Connecticut’s Adoption of the Uniform Power of Attorney Act and Why You Should Update Your Power of Attorney

Connecticut recently changed its Power of Attorney law (see Public Act 15-240) to keep up with financial transactions in the 21st century. The prior law had been in effect since 1965, before online banking, cell phones and even personal computers existed.

A Power of Attorney (PoA) is a document you (the Principal) sign naming the person you want (Agent) to act on your behalf regarding all financial decisions. The new PoA law expands an Agent’s authority over your financial affairs with “special powers” including:

• amending inter vivos trusts;
• giving gifts;
• changing beneficiary designations;
• authorizing another person to exercise authority under the PoA;
• waiving rights to be a beneficiary of a joint and survivor annuity;
• disclaiming or refusing an interest in property;
• making decisions regarding rights of survivorship;
• exercising fiduciary powers; and
• managing digital assets.

Along with this expansion of powers, the law clearly spells out to Agents their obligations as your fiduciary. These duties include:

• keeping good records;
• avoiding conflicts of interest;
• working with your health care agent;
• following your estate plan; and
• following your wishes to the extent they are known.

The law provides better protection from the abuse of powers by providing remedies through the Probate Courts. Additionally, Probate Courts now have increased authority to oversee problems that may occur while following a Power of Attorney.
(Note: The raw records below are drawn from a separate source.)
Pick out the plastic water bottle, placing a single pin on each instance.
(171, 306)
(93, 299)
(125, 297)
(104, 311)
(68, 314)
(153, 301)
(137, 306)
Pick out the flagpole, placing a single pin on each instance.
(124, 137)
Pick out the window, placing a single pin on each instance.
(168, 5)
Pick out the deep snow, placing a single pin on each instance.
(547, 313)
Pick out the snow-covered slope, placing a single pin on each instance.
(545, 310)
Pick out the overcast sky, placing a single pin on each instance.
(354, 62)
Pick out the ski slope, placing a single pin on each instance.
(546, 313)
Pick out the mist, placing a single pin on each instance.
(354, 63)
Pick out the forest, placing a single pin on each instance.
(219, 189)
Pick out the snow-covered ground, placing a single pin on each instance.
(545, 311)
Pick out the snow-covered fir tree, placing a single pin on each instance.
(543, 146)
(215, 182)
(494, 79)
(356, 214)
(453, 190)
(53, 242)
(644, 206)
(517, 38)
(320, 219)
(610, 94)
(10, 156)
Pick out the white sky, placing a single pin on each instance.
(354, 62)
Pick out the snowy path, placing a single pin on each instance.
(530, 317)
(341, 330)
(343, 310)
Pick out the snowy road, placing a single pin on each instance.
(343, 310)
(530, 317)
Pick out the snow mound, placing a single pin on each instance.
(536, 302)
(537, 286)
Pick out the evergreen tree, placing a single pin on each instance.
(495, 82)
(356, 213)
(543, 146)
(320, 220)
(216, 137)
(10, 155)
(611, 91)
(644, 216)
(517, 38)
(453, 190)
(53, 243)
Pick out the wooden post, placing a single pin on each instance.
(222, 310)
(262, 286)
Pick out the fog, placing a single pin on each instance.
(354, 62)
It is extremely important that you keep this document in a safe place since it is an active document (copies of the document are also legally enforceable). However, it is important to note here that the new law also provides that the filing of a divorce or separation action automatically revokes the designation of a soon to be ex-spouse without any further action required on the Principal’s part.

With the recent expansion of powers authorized by Connecticut’s Power of Attorney law, it is more important than ever that you review your PoA to make certain the person you named as your Agent then is still the person you want and trust to manage your finances now.